Published Sep 14, 2017
ColoradoKT
21 Posts
So I have graduated with my AGACNP and will soon start my new critical care NP Position. I am so excited for this opportunity but also terrified. I was wondering if anyone has advice on ways to prep for this new position or tips to make the transition a bit easier. Thanks!!
Ruby Vee, BSN
17 Articles; 14,036 Posts
I'm sure that your post was directed at other NPs, but here's the thing. You'll be working with bedside nurses, too.
Be humble (I've had brand new NPs tell me that they're "better than" me because they have an advanced degree. So do I.) LISTEN to the experienced ICU nurse. Our experience can augment your education, but only if you're ready and willing to seek and accept input from the experienced ICU nurse who has probably seen this sort of thing before. We've also helped educate physicians . . . and some of the physicians I've helped to educate are now internationally famous. One internationally famous physician came through the ICU with a group of first year residents and introduced them. "This is Ruby. She is an experienced ICU nurse, and we go WAY back. She's saved my butt numerous times, starting with when I was an intern. Listen to her. If she questions your plan, stop what you're doing, and call your resident, chief resident or fellow. I don't want to EVER hear about any of you disrespecting an experienced critical care nurse because right now, they know a lot more than you do."

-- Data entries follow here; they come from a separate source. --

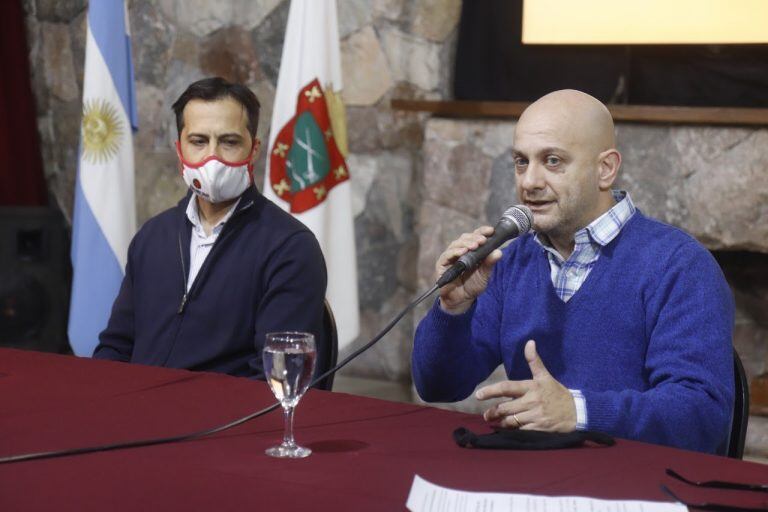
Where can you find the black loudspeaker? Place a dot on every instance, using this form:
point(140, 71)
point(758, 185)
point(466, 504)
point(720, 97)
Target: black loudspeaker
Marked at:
point(35, 276)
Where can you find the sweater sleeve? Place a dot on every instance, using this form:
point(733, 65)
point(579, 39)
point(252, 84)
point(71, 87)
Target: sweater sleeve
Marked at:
point(295, 281)
point(116, 341)
point(452, 354)
point(689, 363)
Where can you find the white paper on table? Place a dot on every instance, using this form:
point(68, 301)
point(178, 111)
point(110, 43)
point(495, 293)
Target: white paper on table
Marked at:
point(428, 497)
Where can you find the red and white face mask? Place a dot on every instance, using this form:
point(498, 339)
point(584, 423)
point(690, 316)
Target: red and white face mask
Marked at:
point(217, 180)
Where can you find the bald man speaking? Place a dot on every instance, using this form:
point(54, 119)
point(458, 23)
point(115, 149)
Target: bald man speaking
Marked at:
point(604, 319)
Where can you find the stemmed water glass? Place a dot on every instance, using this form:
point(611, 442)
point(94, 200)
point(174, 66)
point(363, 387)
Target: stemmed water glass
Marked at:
point(289, 363)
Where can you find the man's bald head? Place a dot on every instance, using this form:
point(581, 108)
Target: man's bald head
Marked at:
point(572, 115)
point(565, 163)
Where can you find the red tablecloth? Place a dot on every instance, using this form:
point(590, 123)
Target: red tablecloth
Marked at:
point(366, 451)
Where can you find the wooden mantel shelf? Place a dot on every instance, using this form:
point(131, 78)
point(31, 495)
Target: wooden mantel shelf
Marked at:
point(631, 113)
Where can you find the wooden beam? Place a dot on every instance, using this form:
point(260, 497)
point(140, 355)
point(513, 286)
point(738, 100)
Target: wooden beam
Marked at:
point(630, 113)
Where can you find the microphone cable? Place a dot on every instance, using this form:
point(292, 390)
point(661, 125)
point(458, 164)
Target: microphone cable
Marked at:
point(215, 430)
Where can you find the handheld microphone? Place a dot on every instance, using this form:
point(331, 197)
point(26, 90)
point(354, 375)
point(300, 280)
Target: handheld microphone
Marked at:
point(516, 221)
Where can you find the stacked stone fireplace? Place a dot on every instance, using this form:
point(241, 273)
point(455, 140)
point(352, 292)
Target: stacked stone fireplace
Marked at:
point(712, 182)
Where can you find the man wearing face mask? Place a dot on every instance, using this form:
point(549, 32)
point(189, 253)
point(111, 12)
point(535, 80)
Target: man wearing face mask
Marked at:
point(206, 280)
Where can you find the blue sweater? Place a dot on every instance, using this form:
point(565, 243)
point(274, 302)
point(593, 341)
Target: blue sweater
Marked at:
point(647, 338)
point(264, 273)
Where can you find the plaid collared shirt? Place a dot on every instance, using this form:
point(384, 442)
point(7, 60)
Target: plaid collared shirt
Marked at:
point(568, 275)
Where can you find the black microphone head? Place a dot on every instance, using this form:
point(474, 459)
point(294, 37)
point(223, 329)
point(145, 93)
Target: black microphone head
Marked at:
point(520, 215)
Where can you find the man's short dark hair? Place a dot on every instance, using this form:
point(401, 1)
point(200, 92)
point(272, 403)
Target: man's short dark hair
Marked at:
point(215, 88)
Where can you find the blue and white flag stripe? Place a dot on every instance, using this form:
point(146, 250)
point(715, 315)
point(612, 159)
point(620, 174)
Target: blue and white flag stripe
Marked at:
point(104, 219)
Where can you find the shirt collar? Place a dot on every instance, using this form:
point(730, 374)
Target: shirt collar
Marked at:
point(603, 229)
point(194, 217)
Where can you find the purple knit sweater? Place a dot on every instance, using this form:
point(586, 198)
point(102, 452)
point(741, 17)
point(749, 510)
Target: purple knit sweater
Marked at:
point(647, 338)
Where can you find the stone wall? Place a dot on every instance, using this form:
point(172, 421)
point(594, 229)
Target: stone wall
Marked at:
point(390, 48)
point(712, 182)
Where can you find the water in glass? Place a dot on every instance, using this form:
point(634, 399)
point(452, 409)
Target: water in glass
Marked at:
point(289, 363)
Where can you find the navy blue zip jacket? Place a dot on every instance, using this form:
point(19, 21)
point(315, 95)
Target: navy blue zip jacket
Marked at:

Be friendly. Good workplace relationships lead to good teamwork. And besides, you just might find your new best friend.
Know your stuff, but if someone questions your knowledge seek to verify. Don't dismiss opinions from CNAs, bedside nurses, respiratory therapists or the patient's spouse just because your education tells you something different. That CNA may well have been a physician in Monrovia have treated that particular disease in the past. (Not so far-fetched -- I've seen it happen.) Even if that isn't the case, the CNA probably knows the patient better than you do.
Expect to study after work and on your days off. Transitioning to critical care demands homework for NPs as well as new RNs.

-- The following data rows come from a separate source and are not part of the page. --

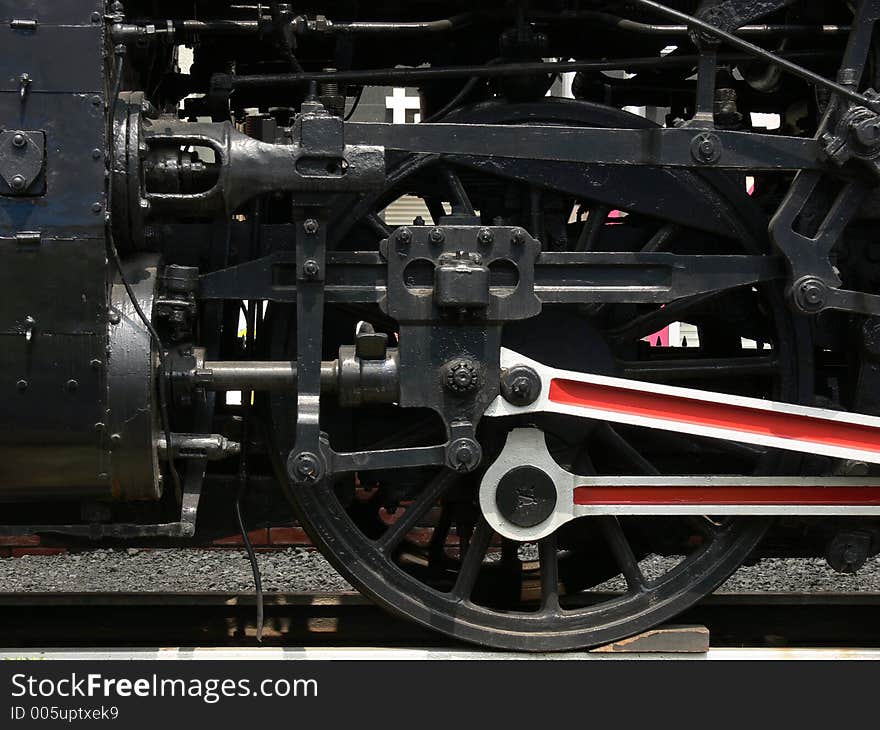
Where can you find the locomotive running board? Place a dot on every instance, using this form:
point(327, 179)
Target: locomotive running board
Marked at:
point(575, 496)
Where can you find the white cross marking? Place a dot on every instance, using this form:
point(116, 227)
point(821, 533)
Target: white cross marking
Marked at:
point(400, 103)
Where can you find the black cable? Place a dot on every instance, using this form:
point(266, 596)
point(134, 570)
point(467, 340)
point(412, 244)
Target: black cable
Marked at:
point(249, 548)
point(246, 402)
point(114, 254)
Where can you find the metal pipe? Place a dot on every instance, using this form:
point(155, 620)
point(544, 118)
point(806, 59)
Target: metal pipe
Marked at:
point(656, 29)
point(392, 75)
point(400, 28)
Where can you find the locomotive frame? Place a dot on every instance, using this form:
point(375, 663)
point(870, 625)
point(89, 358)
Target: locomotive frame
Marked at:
point(141, 209)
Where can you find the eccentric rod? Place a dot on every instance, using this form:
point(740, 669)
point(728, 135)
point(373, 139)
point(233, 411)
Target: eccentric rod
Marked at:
point(754, 50)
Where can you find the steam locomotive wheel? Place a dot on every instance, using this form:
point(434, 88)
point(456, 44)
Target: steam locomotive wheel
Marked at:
point(425, 551)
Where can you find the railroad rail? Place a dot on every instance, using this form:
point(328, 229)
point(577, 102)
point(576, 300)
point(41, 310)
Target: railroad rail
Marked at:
point(322, 625)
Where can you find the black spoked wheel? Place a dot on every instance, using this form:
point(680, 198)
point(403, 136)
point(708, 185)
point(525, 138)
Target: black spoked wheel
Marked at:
point(415, 540)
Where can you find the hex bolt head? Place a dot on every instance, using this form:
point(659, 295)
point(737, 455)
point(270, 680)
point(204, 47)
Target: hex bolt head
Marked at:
point(706, 148)
point(305, 468)
point(810, 295)
point(520, 385)
point(311, 269)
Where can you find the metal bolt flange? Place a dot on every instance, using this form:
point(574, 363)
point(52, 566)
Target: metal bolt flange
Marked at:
point(462, 376)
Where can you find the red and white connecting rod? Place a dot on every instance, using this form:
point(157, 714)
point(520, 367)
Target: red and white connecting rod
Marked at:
point(700, 413)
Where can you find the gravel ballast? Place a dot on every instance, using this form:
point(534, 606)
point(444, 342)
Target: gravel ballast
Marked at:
point(299, 569)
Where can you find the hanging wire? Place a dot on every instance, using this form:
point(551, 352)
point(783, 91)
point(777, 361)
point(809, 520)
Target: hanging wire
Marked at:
point(246, 402)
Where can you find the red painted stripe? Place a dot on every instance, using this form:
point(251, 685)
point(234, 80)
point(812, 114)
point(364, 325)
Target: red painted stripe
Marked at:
point(746, 495)
point(718, 415)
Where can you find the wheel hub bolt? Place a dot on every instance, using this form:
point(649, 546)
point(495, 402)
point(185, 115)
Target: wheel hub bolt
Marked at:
point(486, 237)
point(464, 455)
point(520, 385)
point(305, 468)
point(462, 376)
point(811, 295)
point(311, 270)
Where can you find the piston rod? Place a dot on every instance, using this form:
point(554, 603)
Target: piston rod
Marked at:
point(259, 376)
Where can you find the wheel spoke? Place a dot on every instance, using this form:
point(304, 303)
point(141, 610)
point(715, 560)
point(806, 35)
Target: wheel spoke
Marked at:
point(647, 324)
point(437, 545)
point(720, 367)
point(418, 509)
point(703, 525)
point(661, 238)
point(691, 444)
point(549, 558)
point(469, 569)
point(626, 449)
point(623, 554)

Participate in the potlucks, bring treats now and again, order out with the staff and make a point of eating lunch with everyone in the ICU. We all have greater respect for new NPs who treat us as colleagues.
Ruby,
Thank you so much for the advice. I have the firm belief that nurses make the ICU go round. As an ICU nurse myself, I have the utmost respect for ALL ICU employees and hospital employees in general regardless of their title. I will make sure to maintain this stance going into my future career! Any tips on homework I can do before?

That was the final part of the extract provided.